Who Will Replace London's Young Miscreants?

Great news: the capital’s young people aren’t killing each other as much as they were a while ago according to the Met. The police have been working hard to crack down on gangs recently, and their efforts appear to be paying dividends. In the last six months there has reportedly been a 34% decrease in ‘serious violence’, although figures for humorous and indifferent violence are as yet unpublished. Since April more than 1,500 gang members have been busted by the Feds, and 125 weapons have been confiscated and presumably given to more responsible people. In addition to dragging them off by their hoods and headscarves and treating them to the full force of the long arm of the law, the fuzz have been working closely with agencies to put youths on the straight and narrow through various workshops to instruct them on how to function in society without stabbing people. Noticeably there was none of the expected recurrence of violence on the anniversary of last year’s riots. At least part of the credit for this has to go to once again to the police and their anti-gang music campaign in which they commissioned a song that conveyed the message that rioting and gang violence is ‘wack’, whilst a peaceful and productive existence is ‘sick’.

The 5-0 aim to completely stamp out gangsterisation amongst the young

This is all very well but if young people are now not terrorising our streets, who is?
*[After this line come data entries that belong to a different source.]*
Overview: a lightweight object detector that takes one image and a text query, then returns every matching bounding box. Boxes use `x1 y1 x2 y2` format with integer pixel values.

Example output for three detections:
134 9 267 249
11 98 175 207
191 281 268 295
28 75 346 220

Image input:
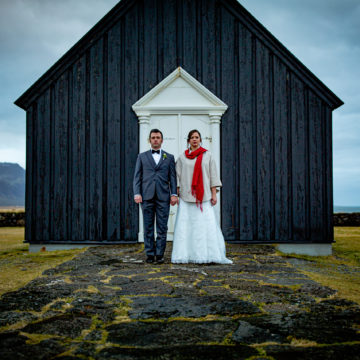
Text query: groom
133 129 178 264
Who can we, as Londoners, trust to roam the streets in a feral manner scaring the bejesus out of the middle classes who believe everything they read in the Daily Mail, or at least give them something to moan about?

How about self-satisfied, malnourished, odorous environmentalists? The irritating, bongo playing tree dwellers seemed to be getting a foothold on street terror when they decided to hang a banner from Tower Bridge recently. Two activists caused holdups in traffic heading both ways (unfortunately resulting in people sitting with their car engines idling or forcing them to take a longer detour which made them pump out enough additional exhaust fumes to comfortably gas three baby seals) when they abseiled down the bridge and put up a banner about the world dying or something. They were subsequently charged with criminal damage and causing a public nuisance, and were not expected to emerge again until one was seen on the shard today. Luckily the buffoonish insurgent forgot his banner which read “Cutting Down Trees is Very Bad”, so no harm was really done.
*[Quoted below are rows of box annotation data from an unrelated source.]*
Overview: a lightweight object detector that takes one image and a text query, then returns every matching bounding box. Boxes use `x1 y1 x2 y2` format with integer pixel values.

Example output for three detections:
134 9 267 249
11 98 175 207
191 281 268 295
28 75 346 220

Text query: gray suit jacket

A militant environmentalist digs a trench around a petrol station yesterday
Perhaps even more disturbing is the news that charity fundraisers intend to rampage all over the streets of Bexleyheath. Under the guise of raising money for a hospice the gang plan to terrorise the area by wandering around at night with torches having a lovely chat. Police have warned the public not to approach the gang as they may become engaged in chirpy banter against their will. Apparently only women are allowed to join the gang, so they are sexist as well as intimidating. Tut.

And what about these fucking idiots? Yes, on Saturday the streets of Enfield were terrorised by people who like cats. Not only that but the rampaging halfwits were dressed as the furry malevolent kebab ingredients, and actually extorted money from vulnerable shoppers to help Greek cats – Greek, not even English ones. No arrests were made, despite the gang getting away with an estimated £277 of the public’s money, as they escaped capture and are thought to be holed up in a misguided stranger’s house being fed for nothing and ruining the furniture.

But perhaps the biggest threat of all comes from disabled people being transported around the capital. Having been at a disadvantage for years in terms of mobility, the disabled and their co-conspirators have decided to go wherever they please, mowing down able-bodied people with impunity. It is thought that the disabled are using the Paralympics as bait to draw people in and then run them over in the car park.

I think I preferred it when youths were running amok on our streets. At least they were too young to drive.